Trejer agrees, noting that while during his lifetime “Lord” was merely a term of respect akin to “sir” in modern usage, after Christ’s death, resurrection, and ascension “its use as the Greek equivalent of the OT Yahweh becomes significant.”[3]

This significance is carried on from Acts into the epistles of the early church.
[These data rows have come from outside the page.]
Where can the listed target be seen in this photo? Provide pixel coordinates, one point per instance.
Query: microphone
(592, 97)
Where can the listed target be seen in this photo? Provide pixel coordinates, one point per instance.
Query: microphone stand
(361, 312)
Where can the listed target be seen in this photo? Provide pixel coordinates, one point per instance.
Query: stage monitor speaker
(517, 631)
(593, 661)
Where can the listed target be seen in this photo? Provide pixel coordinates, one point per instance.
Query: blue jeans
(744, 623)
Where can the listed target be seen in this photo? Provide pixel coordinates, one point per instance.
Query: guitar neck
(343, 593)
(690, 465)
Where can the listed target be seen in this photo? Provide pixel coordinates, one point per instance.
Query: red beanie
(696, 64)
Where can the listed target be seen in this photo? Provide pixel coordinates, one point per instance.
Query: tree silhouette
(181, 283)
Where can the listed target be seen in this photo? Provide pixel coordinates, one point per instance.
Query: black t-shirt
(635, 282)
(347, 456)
Of particular significance are the NT passages where OT texts specifically referring to Yahweh are said to be fulfilled in Christ, who is κύριος.[4] One such text is found in Phil 2.9-11. Here Trejer notes that

Paul uses this name to identify Jesus with Israel’s covenant God—in shocking fulfillment of a strong monotheistic text, Isa. 45:21-24. The exaltation of a human being to share in what was, and is now fully revealed to be, Yahweh’s identity was a remarkable claim.[5]
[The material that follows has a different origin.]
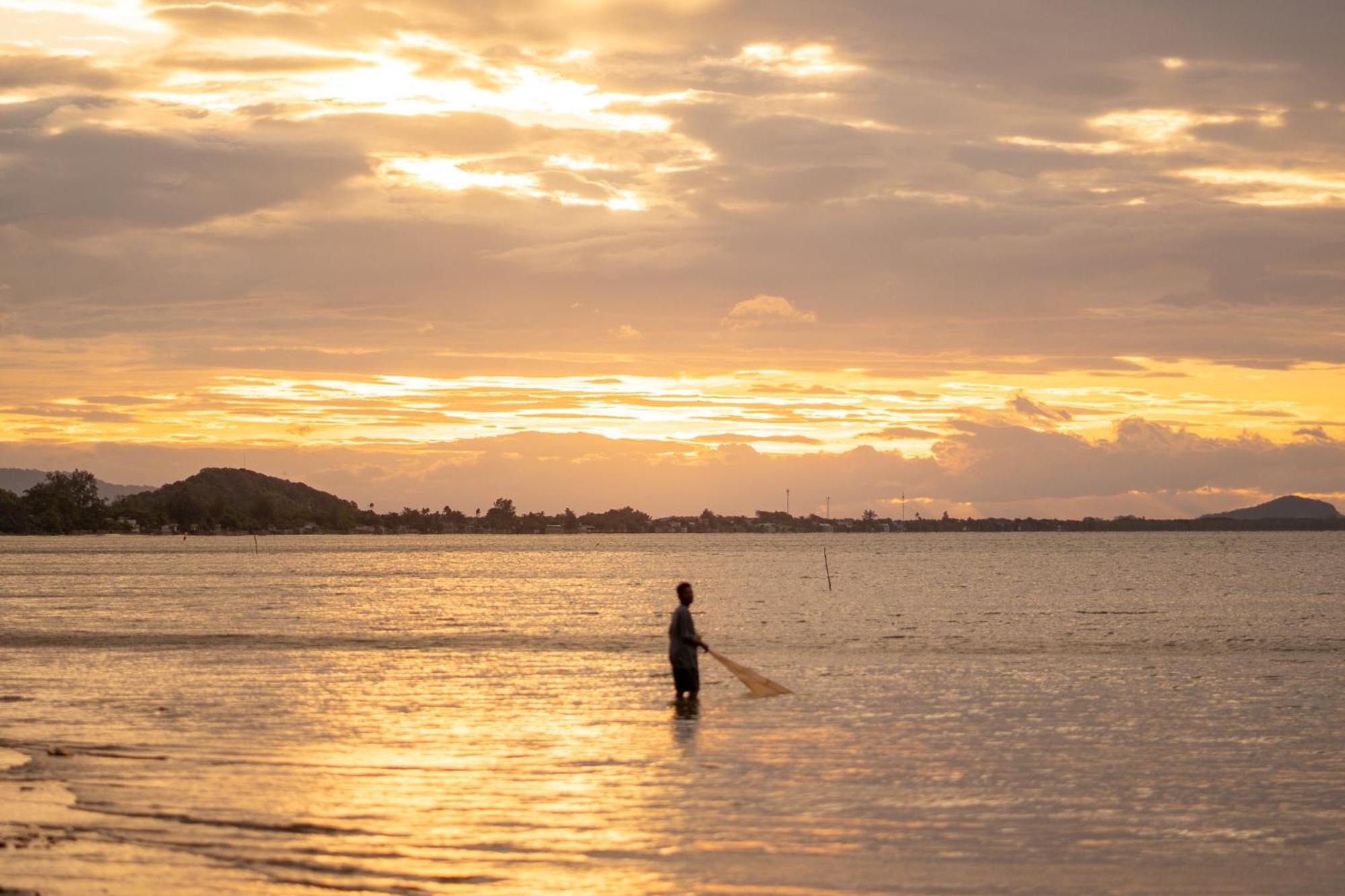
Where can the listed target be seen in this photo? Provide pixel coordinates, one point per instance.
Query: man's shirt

In this particular context it is essential to note the importance of both names in general, and of the name of Jesus in particular. “In ancient thought a ‘name’ was employed not only as a means of distinguishing one person from another but also as ‘a means of revealing the inner being, the true nature of that individual’.”[6] So in a context where names are significant for identifying the essence of the person it is especially significant to note, with O’Brien the following:

The name (τὸ ὄνομα is definite) greater than any other that God conferred on Jesus as a gracious gift (ἐχαρίσατο) is his own name, κύριος (‘Lord’), in its most sublime sense, that designation used in the LXX to represent the personal name of the God of Israel, that is, Yahweh.[7]

O’Brien concludes by noting the greatness of this honour by viewing this statement in light of Is 42.8: “ἐγὼ κύριος ὁ θεός τοῦτό μού ἐστιν τὸ ὄνομα τὴν δόξαν μου ἑτέρῳ οὐ δώσω.” Other passages of similar thrust and importance include 1 Cor 8.6; 12.3; Heb 1.10-12; Rev 19.16, however, space restrictions will not allow for in-depth discussion of these passages here.[8]
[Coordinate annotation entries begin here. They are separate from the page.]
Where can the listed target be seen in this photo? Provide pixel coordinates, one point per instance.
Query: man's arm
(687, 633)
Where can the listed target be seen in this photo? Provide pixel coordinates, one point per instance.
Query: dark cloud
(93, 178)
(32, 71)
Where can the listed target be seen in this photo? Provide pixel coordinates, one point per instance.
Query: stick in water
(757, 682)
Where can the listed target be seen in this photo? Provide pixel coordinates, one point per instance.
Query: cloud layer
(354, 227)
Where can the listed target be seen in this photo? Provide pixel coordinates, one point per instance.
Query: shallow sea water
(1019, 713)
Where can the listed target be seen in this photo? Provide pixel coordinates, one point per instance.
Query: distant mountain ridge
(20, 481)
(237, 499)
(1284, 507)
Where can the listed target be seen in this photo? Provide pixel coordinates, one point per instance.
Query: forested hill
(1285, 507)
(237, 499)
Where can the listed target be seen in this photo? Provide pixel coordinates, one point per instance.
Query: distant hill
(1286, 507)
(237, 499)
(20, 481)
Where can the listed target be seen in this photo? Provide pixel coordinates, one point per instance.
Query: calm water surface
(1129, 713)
[1] I.H. Marshall, “Jesus Christ,” in New Dictionary of Biblical Theology, eds. T. Desmond Alexander, Brian S. Rosner, D.A. Carson, and Graeme Goldsworthy (Downers Grove: InterVarsity, 2000), 599. For some possible exceptions to this, see Wayne Grudem, Systematic Theology (Grand Rapids: Zondervan, 1994), 544-545. Among the more plausible are Matt 3.3; 22.44; Luke 1.43; 2.11, 18. Nevertheless, the normal use of κύριος throughout the gospels is still simply a “polite address to a superior” (544).

[2] C.C. Newman, “God,” in Dictionary of the Later New Testament and Its Developments (Downers Grove: InterVarsity, 1997), 416.

[3] Trejer, “Jesus Christ”, 364.

[4] See, for some examples, Matt 3.3; Mark 1.3; Acts 2.21; Rom 10.9, 13; 1 Cor 12.3.

[5] Trejer, “Jesus Christ”, 364.

[6] Peter T. O’Brien, Commentary on Philippians (Grand Rapids: Eerdmans, 1991), 237.

[7] Ibid., 238. Emphasis original.

[8] For a more extended discussion of κύριος implying Jesus’ deity, see J.I. Packer, God’s Words (Fearn, Ross-shire: Christian Focus), 48-51.